“If you are born in Qingtian, you are destined to leave,” goes a famous, reverse-Hotel California refrain about this isolated Chinese county three hundred miles south of Shanghai. Migrants started leaving Qingtian in the seventeenth century and never stopped, many enduring years of painful separation from spouses or young children in their quest to become rich elsewhere.
Curious why this should be so, the Canada-born, U.S.-raised journalist Suzanne Ma, who is of Chinese ancestry and whose husband has roots in the area, moved to Qingtian in 2011 looking for answers. Over two years she also visited Chinese communities in six European countries, where she tracked the fortunes of Qingtian natives working exhausting, mundane jobs in factories and other businesses.

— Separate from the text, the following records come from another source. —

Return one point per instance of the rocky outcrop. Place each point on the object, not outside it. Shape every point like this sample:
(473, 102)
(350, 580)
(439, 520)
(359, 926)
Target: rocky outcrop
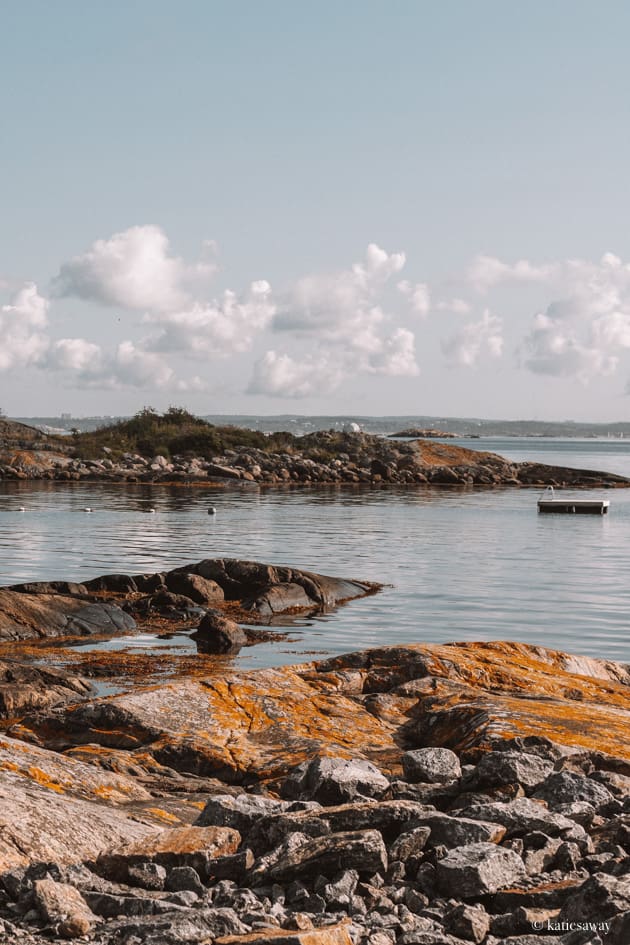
(319, 458)
(24, 616)
(502, 839)
(426, 794)
(376, 704)
(24, 687)
(107, 605)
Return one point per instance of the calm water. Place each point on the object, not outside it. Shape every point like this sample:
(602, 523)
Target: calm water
(463, 564)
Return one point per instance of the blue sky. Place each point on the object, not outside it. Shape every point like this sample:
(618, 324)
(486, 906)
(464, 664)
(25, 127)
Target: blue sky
(276, 207)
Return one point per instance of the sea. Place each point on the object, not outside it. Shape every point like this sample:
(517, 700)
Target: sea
(457, 564)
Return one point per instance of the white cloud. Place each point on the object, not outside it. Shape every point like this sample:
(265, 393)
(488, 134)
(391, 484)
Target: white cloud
(553, 350)
(418, 294)
(457, 306)
(73, 354)
(339, 313)
(22, 324)
(485, 272)
(280, 375)
(133, 269)
(396, 355)
(466, 346)
(219, 327)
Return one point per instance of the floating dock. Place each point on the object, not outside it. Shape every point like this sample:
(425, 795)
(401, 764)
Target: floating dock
(575, 506)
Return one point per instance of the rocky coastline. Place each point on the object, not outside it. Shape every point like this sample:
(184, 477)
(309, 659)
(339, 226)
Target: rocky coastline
(418, 795)
(327, 458)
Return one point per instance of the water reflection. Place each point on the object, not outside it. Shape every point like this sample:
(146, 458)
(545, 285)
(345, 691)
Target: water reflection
(464, 564)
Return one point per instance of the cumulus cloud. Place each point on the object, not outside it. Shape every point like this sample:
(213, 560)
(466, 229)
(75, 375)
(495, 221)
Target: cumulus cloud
(22, 328)
(485, 272)
(475, 338)
(555, 351)
(280, 375)
(341, 315)
(133, 269)
(219, 327)
(87, 365)
(418, 295)
(582, 332)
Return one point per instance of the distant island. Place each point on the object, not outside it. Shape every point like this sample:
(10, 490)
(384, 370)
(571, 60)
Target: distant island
(178, 448)
(299, 424)
(429, 433)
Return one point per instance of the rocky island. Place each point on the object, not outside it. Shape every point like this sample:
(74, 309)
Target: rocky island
(417, 795)
(177, 448)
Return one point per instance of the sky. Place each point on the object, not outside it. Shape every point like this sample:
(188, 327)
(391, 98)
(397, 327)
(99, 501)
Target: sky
(410, 207)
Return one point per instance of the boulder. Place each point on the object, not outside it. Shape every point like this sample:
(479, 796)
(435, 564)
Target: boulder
(178, 846)
(57, 902)
(28, 616)
(241, 812)
(217, 634)
(564, 787)
(336, 934)
(337, 780)
(511, 767)
(431, 764)
(40, 824)
(360, 850)
(199, 589)
(117, 583)
(477, 869)
(25, 687)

Our main focus is teenaged Ye Pei, who goes to Italy with her father and brother to reunite with her mother, who putatively left to take a job in Venice when Ye Pei was a child. Romantic visions of gondolas and canals quickly evaporate though when Ye Pei discovers that her mother abandoned her job in a suburban sweatshop long ago to work at a coastal mushroom farm. Ye Pei herself takes a job at a café run by the sour and prickly Ayi, but quits after a year to join her family. Brimming with entrepreneurial spark, her goal is to eventually open her own establishment.
This is a timely, often moving account whose impact is undercut somewhat by its awkward, middling length. At under 150 pages it’s long for an essay (despite this there’s some avoidable repetition) but short for a book; to wit, Ye Pei’s story ends just when we feel fully invested in it. Ma includes a few peripheral stories—like that of Carina Chen, who comes to Italy regularly to stock her fast-fashion shop in Spain—that are mildly diverting but don’t always add flesh to her story’s bones.
Despite its massive diaspora, Chinese culture is often impenetrable to outsiders and what Ma does do brilliantly is offer insights into the hearts and minds of Chinese migrants (or at least those of a certain stripe). Her descriptions of the conflicts that can develop between the Chinese and their Italian hosts (after a century of population exodus, Italy is now experiencing the stresses of becoming a receiving society) and between the migrants themselves, moreover, strike a chord for being at once specific and universal.